TEMYİZ EDENLERİN İDDİALARI : Davacı ve davacı yanında müdahil tarafından, 4634 sayılı Kanun’un 5. maddesine eklenen cümle ile kendi ekim alanlarından yeterli miktarda pancar temin edemeyen şirketlerin Kurumun denetiminde olmak kaydıyla başka ekim alanlarından şeker pancarı temin edebilmelerinin mümkün hale getirilerek kendi durumlarında olanlar için lehe düzenleme yapıldığı ve bahse konu düzenlemede sayılan koşulların sağlandığı ileri sürülmektedir.
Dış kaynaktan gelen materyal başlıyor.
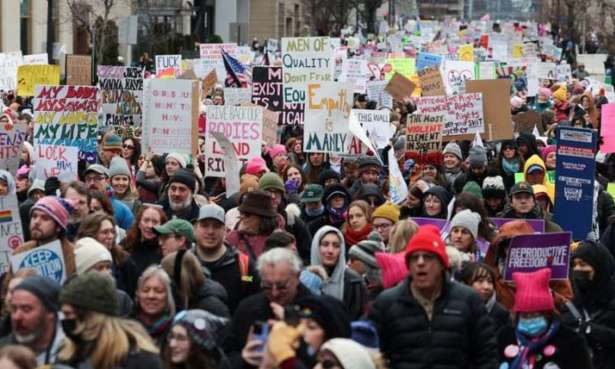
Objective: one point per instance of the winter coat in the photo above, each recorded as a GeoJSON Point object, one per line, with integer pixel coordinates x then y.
{"type": "Point", "coordinates": [459, 335]}
{"type": "Point", "coordinates": [343, 283]}
{"type": "Point", "coordinates": [570, 350]}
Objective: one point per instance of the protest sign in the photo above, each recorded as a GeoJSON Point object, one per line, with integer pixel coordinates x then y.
{"type": "Point", "coordinates": [460, 114]}
{"type": "Point", "coordinates": [66, 116]}
{"type": "Point", "coordinates": [8, 69]}
{"type": "Point", "coordinates": [574, 180]}
{"type": "Point", "coordinates": [242, 125]}
{"type": "Point", "coordinates": [376, 92]}
{"type": "Point", "coordinates": [237, 96]}
{"type": "Point", "coordinates": [496, 108]}
{"type": "Point", "coordinates": [11, 231]}
{"type": "Point", "coordinates": [327, 111]}
{"type": "Point", "coordinates": [169, 62]}
{"type": "Point", "coordinates": [424, 60]}
{"type": "Point", "coordinates": [431, 82]}
{"type": "Point", "coordinates": [56, 161]}
{"type": "Point", "coordinates": [36, 59]}
{"type": "Point", "coordinates": [376, 124]}
{"type": "Point", "coordinates": [424, 133]}
{"type": "Point", "coordinates": [305, 59]}
{"type": "Point", "coordinates": [47, 260]}
{"type": "Point", "coordinates": [121, 91]}
{"type": "Point", "coordinates": [170, 115]}
{"type": "Point", "coordinates": [29, 76]}
{"type": "Point", "coordinates": [531, 252]}
{"type": "Point", "coordinates": [400, 87]}
{"type": "Point", "coordinates": [78, 70]}
{"type": "Point", "coordinates": [12, 136]}
{"type": "Point", "coordinates": [455, 74]}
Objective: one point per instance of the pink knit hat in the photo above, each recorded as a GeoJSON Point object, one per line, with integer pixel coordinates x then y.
{"type": "Point", "coordinates": [533, 294]}
{"type": "Point", "coordinates": [256, 165]}
{"type": "Point", "coordinates": [277, 150]}
{"type": "Point", "coordinates": [57, 208]}
{"type": "Point", "coordinates": [393, 268]}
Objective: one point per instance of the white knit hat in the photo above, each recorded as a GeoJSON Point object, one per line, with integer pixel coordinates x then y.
{"type": "Point", "coordinates": [350, 354]}
{"type": "Point", "coordinates": [89, 252]}
{"type": "Point", "coordinates": [468, 220]}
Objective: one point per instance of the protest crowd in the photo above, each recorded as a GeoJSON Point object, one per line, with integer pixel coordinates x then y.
{"type": "Point", "coordinates": [438, 196]}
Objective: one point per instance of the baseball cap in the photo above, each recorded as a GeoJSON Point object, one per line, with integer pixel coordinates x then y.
{"type": "Point", "coordinates": [211, 211]}
{"type": "Point", "coordinates": [176, 226]}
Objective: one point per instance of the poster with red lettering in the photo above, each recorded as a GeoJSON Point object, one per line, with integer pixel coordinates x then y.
{"type": "Point", "coordinates": [242, 125]}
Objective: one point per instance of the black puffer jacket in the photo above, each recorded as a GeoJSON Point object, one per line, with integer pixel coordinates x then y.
{"type": "Point", "coordinates": [460, 334]}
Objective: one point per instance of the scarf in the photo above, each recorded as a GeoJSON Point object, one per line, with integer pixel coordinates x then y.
{"type": "Point", "coordinates": [511, 167]}
{"type": "Point", "coordinates": [353, 237]}
{"type": "Point", "coordinates": [532, 346]}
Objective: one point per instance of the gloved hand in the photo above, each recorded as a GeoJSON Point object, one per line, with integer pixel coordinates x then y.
{"type": "Point", "coordinates": [283, 341]}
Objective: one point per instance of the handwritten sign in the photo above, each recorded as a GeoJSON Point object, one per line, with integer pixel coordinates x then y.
{"type": "Point", "coordinates": [305, 60]}
{"type": "Point", "coordinates": [461, 114]}
{"type": "Point", "coordinates": [241, 125]}
{"type": "Point", "coordinates": [327, 111]}
{"type": "Point", "coordinates": [170, 115]}
{"type": "Point", "coordinates": [29, 76]}
{"type": "Point", "coordinates": [529, 253]}
{"type": "Point", "coordinates": [66, 116]}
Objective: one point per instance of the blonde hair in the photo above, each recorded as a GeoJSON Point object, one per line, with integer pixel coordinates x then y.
{"type": "Point", "coordinates": [115, 338]}
{"type": "Point", "coordinates": [400, 234]}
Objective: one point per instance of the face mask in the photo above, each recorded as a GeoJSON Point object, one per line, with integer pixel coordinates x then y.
{"type": "Point", "coordinates": [581, 279]}
{"type": "Point", "coordinates": [532, 327]}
KARŞI TARAFIN SAVUNMASI : Davalı idare tarafından, Danıştay Onüçüncü Dairesince verilen kararın usul ve hukuka uygun bulunduğu ve temyiz dilekçesinde öne sürülen nedenlerin, kararın bozulmasını gerektirecek nitelikte olmadığı belirtilerek temyiz isteminin reddi gerektiği savunulmaktadır.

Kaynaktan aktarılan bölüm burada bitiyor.